The Hidden Risks of Large Reasoning Models: A Safety Assessment of R1¶
http://arxiv.org/abs/2502.12659
The rapid development of large reasoning models, such as OpenAI-o3 and DeepSeek-R1, has led to significant improvements in complex reasoning over non-reasoning large language models~(LLMs). However, their enhanced capabilities, combined with the open-source access of models like DeepSeek-R1, raise serious safety concerns, particularly regarding their potential for misuse. In this work, we present a comprehensive safety assessment of these reasoning models, leveraging established safety benchmarks to evaluate their compliance with safety regulations. Furthermore, we investigate their susceptibility to adversarial attacks, such as jailbreaking and prompt injection, to assess their robustness in real-world applications. Through our multi-faceted analysis, we uncover four key findings: (1) There is a significant safety gap between the open-source R1 models and the o3-mini model, on both safety benchmark and attack, suggesting more safety effort on R1 is needed. (2) The distilled reasoning model shows poorer safety performance compared to its safety-aligned base models. (3) The stronger the model's reasoning ability, the greater the potential harm it may cause when answering unsafe questions. (4) The thinking process in R1 models pose greater safety concerns than their final answers. Our study provides insights into the security implications of reasoning models and highlights the need for further advancements in R1 models' safety to close the gap.
概述 (Content) ¶
现在推理大模型的迅速发展使得大语言模型解决复杂问题的能力大幅度提升,但是更强大的推理能力也导致了对恶意攻击抵抗能力的下降。
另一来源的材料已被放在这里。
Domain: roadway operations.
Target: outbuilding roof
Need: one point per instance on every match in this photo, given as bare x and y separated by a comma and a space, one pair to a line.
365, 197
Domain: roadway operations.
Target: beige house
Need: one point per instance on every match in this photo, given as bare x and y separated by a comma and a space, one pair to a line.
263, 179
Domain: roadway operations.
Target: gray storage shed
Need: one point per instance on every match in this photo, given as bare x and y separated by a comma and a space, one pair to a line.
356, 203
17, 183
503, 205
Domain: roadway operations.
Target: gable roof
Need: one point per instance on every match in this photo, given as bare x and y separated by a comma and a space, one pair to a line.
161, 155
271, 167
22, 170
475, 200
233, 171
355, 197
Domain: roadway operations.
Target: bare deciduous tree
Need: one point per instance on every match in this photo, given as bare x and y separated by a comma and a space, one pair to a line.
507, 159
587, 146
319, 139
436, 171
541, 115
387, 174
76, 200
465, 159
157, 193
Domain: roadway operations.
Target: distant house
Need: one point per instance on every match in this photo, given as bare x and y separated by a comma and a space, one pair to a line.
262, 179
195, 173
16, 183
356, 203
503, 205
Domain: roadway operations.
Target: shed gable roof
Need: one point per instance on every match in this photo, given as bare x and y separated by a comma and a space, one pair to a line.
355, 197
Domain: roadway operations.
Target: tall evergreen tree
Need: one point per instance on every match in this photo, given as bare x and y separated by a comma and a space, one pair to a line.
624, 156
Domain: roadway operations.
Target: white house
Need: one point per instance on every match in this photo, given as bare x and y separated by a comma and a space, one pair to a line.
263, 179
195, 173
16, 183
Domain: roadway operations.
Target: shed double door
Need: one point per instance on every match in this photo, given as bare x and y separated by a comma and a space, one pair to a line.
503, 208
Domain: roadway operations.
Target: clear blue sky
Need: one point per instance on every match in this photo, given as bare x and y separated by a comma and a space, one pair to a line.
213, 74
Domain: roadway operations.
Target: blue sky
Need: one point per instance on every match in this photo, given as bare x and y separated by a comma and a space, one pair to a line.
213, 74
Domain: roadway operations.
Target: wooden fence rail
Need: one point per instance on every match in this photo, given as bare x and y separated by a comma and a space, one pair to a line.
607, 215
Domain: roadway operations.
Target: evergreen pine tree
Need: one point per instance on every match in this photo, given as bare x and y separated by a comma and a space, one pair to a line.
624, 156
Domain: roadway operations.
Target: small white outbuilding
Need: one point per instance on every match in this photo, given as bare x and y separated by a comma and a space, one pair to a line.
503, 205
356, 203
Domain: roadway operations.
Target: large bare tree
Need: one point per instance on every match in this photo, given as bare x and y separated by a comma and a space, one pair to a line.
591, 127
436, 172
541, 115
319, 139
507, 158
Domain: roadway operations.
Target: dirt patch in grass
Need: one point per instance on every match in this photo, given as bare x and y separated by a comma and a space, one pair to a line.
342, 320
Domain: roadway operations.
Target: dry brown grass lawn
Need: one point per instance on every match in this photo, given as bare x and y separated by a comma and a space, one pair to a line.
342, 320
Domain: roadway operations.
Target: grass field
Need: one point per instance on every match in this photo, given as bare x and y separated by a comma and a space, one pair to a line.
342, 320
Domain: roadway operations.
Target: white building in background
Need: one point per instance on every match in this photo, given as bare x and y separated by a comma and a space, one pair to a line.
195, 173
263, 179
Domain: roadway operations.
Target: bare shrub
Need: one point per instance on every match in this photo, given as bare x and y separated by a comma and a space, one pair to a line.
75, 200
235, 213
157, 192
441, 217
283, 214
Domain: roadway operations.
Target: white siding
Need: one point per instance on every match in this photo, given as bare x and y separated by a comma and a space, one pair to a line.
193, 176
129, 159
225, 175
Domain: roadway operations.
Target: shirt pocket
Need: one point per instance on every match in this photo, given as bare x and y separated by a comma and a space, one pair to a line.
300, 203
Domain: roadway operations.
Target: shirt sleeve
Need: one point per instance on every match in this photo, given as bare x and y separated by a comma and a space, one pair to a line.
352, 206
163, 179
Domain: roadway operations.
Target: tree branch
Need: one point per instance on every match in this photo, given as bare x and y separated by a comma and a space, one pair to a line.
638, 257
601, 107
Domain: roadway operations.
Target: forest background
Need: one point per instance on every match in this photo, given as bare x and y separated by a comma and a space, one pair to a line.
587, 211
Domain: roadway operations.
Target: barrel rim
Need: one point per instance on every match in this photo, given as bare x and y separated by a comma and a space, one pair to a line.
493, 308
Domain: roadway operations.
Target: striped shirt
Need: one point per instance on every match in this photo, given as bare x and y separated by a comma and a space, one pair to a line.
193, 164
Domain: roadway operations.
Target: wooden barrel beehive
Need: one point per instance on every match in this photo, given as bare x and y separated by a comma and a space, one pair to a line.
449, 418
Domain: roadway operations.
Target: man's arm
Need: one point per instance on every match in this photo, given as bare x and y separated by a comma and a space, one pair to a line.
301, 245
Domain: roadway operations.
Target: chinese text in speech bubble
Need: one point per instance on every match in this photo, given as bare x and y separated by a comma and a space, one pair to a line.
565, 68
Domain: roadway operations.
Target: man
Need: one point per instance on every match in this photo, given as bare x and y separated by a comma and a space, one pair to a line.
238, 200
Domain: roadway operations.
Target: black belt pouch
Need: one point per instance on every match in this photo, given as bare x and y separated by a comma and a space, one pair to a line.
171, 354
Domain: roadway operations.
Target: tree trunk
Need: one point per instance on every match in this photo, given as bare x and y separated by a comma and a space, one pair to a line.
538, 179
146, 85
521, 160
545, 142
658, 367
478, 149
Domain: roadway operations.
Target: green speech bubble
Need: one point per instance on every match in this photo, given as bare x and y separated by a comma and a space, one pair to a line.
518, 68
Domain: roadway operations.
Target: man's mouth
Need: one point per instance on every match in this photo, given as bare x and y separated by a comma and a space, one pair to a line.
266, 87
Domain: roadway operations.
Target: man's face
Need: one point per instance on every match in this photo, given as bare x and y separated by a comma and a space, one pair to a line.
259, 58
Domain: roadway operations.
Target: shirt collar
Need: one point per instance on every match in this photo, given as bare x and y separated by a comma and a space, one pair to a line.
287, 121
这篇论文主要围绕 DeepSeek-R1 以及 DeepSeek-R1 论文中提到的其他模型的安全性进行了评估,综合从下面四个方向进行了安全性评估,为推理模型的安全发展提供了建议和依据。
- 推理模型 vs. 非推理模型
- 蒸馏模型 vs. 蒸馏前模型
- 开源模型 vs. 非开源模型 ( 仅 o3-mini)
- 推理过程 vs. 最终回答
方法 (How) ¶
对安全性的评估主要从两方面进行:
- 使用已有 safety benchmarks ( 加入了 relavnt cybersecurity 和 make sequential decisions and receive feedback from the environments 方面 ) 对模型进行测试;
- 对模型进行 jailbreaking 和 prompt injection 攻击。
对于模型安全性(危害性的反面)使用 pre-trained multi-attribute reward models 进行评价;更直白地,论文中使用模型回答对 “恶意询问” 的帮助程度作为衡量模型安全性的主要指标。
贡献 (Contribution) ¶
摘要中非常清晰地展示了他们得到的结论,并在文中依次给出了实验数据支撑:
- There is a significant safety gap between the open-source R1 models and the o3-mini model, on both safety benchmark and attack, suggesting more safety effort on R1 is needed.
- The distilled reasoning model shows poorer safety performance compared to its safety-aligned base models.
- The stronger the model's reasoning ability, the greater the potential harm it may cause when answering unsafe questions.
- The thinking process in R1 models pose greater safety concerns than their final answers.
但是这篇论文没有为解决上面发现的问题进行实际的工作,仅作为对开源推理大模型安全隐患的评估。
总结 (Summary) ¶
对我而言,这类文章非常友好,展示了存在的问题以及潜在研究方向,介绍了评估模型的方法和数据集。
结论中:
开源模型 vs. 非开源模型
的比较我感到并不理解:在不针对开源模型的参数调整测试样例的情况下, “开源”与测试结果的因果性没有依据,论文中也只是从结论中看出,我认为参考价值不大;蒸馏模型 vs. 非蒸馏模型
这一点值得注意,对原模型做的对齐工作很有可能在蒸馏后失去效果;- 推理能力越强
, “想多了”,更容易被误导; 思考过程 vs. 最终回答
这一点有比较明显的研究空间,因为推理过程展示给用户意味着提供了更多地信息,正如论文中给出示例,在“推理过程”中给出了较为有效的帮助恶意行为的信息,虽然发觉后并在“最终回答”中拒绝,但是其实已经帮助到了恶意询问。
正如论文末表明,论文并没有针对提出的问题做出实际措施,针对“推理过程”一个简单的思路是同样加上护栏,针对推理过程的内容同样先经过评估再决定是否展示给用户;针对“蒸馏模型”,简单地思路是对模型进行再对齐,或者是修改现有蒸馏算法保留原模型的对齐性质。